Mr. Finkelstein, known as “Fink” during school hours, oversees an entire operation – school garden, wheat field and the Screaming Avocado, a student-run cafeteria – aimed at teaching children the value of real food and how make it for themselves. His days are filled with questions ranging from how to roast pork belly to where lemon juice comes from (“Umm, a lemon.”).
“Our goal is not to train chefs. Our goal is to introduce kids to food and cooking,” he said. “Food is a tool for change.”
Advocates are hopeful that federal policy-makers will consider school meals in the same light.
“In Canada, we haven’t even considered the whole range of possibilities that providing food in schools could offer,” Ms. McKenna said. “It’s such a gaping hole in our social system.”
Global views on food
Outside North America, school meals are viewed more as an investment than a cost.
In France, students are fed a fresh, multi-course meal each day and taught table manners; school administrators even send suggestions for dinner recipes home as part of the effort to train young taste buds.

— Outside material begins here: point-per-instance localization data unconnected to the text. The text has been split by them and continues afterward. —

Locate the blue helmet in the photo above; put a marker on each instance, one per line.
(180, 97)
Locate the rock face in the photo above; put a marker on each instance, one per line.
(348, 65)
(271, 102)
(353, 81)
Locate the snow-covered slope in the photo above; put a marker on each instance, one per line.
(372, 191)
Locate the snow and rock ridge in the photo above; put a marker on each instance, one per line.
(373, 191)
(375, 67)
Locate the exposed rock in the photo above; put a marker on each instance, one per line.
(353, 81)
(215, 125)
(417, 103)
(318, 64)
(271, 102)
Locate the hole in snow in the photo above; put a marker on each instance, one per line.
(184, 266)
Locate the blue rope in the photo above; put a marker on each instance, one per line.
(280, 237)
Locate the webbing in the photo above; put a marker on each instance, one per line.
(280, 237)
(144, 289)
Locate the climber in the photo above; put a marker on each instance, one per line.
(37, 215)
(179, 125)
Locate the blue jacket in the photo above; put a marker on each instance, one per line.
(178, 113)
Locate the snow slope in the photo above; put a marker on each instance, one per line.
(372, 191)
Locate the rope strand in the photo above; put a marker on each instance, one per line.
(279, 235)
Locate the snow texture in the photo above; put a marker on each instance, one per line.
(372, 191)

In Sweden, children between the ages of 6 and 16 receive a hot meal each day under laws set by the National Food Administration. Pupils choose from three entrees, a vegetarian dish and a salad bar with at least five fresh choices; milk and bread are also served.
In Brazil, where food is a constitutional right, a massive national program feeds 47 million students at 190,000 schools each day; it is championed not only for improving student nutrition, health and social development, but for providing wider employment, feeding the agricultural economy, local food system and regional economic development.
In Italy, school meals are seen as a central part of education about national culture and health. Low-income families receive a 25 per cent discount on food; for the poorest, meals are free. More than half of the meals consist of organic food.
In Japan, children aged 6 to 15 receive school meals. A government initiative aims to ensure 50 per cent of the meals are made with local ingredients.